A summation by Der Spiegel, a leading German news magazine, of the outcome of Sunday’s German election.

 

It delivered a triumph and most likely a third four-year tenure to Chancellor Angela Merkel. She has so far headed a three-party government comprising her Christian Democrats (CDU), a Bavarian counterpart, the Christian Social Union (CSU) and the pro-business Free Democrats (FDP).

 

That combination is over because the Free Democrats failed to get back into the parliament, the Bundestag, so Merkel is having to look for another partner to form government.

 

And there’s the rub.

 

Her options are The Social Democrats, The Greens or The Left.

 

Being staunchly conservative she’s not likely to get into bed with The Left, and that aversion is mutual.

 

Not much different in respect of The Greens, who took a drubbing at the election but are still in parliament.
 
Leaves the Social Democrats. Some have lately described them as “CDU-lite” and there are some in their leadership who would coalesce with Merkel. But debate is raging for and against in Social Democrat rank and file. Some liken Merkel to a praying mantis devouring her partner live after mating.

 

If Merkel can’t get it together, there’s one other much discussed possibility which would have the numbers: a coalition of Social Democrats, Greens and The Left, red-red-green the short moniker for that.

 

The Left would be up for it, but so far the Social Democrats and The Greens are ruling it out – at leadership level, it has to be said. The rank and file may want it that way.

 

If I were a punter, my money would be on Grand Coalition with Merkel in the driving seat.

 

Like Der Spiegel says: the Germans and their hankering for consensus.

 

A new party all the others feared was the Alternative for Germany (AfD) which furiously opposes the gigantic Euro bailouts to keep floundering European countries like Greece afloat.

 

Other AfD policies are substantially right of centre.

 

They missed out on parliamentary seats by a whisker, scoring 4.7% of the votes when 5% are needed to get in.
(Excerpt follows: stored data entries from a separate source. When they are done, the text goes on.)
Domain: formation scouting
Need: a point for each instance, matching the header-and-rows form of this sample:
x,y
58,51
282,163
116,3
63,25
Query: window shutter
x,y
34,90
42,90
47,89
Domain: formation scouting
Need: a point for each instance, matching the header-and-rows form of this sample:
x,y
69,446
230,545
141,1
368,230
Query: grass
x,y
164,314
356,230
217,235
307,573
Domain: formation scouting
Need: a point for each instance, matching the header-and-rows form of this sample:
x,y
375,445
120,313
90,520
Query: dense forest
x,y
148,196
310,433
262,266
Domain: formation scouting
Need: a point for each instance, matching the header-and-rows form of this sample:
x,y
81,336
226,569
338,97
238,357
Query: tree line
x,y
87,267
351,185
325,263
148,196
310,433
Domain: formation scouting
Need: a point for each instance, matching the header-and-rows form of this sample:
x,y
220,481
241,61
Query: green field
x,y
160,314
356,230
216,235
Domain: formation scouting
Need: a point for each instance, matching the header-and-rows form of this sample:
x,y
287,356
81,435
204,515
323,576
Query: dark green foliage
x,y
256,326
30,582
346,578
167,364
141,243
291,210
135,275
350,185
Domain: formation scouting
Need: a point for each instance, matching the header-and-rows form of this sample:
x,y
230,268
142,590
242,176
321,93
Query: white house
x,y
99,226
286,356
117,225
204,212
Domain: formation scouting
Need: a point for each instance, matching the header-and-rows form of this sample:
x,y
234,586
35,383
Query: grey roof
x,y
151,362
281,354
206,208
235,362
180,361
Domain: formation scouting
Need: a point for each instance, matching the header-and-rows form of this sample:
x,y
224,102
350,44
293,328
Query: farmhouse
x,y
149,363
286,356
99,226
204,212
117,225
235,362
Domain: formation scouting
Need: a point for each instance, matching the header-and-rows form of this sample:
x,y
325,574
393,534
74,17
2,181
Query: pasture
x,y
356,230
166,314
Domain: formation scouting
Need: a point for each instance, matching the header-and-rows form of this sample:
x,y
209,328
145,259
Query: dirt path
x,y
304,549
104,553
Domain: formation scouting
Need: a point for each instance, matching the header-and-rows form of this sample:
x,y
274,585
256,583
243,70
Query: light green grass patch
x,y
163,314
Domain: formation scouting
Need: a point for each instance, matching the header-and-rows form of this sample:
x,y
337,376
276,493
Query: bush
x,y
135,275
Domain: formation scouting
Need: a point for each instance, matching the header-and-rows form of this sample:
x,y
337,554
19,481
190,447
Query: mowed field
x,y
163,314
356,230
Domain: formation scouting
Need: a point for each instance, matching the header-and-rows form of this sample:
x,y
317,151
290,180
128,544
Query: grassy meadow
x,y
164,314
Had they got the 5% it would have been a completely different ball game.

 

Seats won in the 630-seat Bundestag: CDU/CSU 311, Social Democrats 192, The Left 64, The Greens 63.

 

Some sideline outcomes of the election made me glad, showing increasing involvement in German politics by people of non-German extraction.

 

Karamba Diaby, 51, a Senegalese by birth, won a seat through the party list of the Social Democrats, the first person from Africa to become a German MP.

 

Actor Charles M. Huber, 56, Munich-born out-of-wedlock son of a Senegalese diplomat and a German mother, won a seat for Merkel’s CDU through that party’s list. In the 90s he became the first black actor in a German TV series.  

 

The number of Turkish heritage politicians in the Bundestag has doubled since the 2009 election. The Turkish community in Germany reports there are now 11. Three of them won their electorates outright.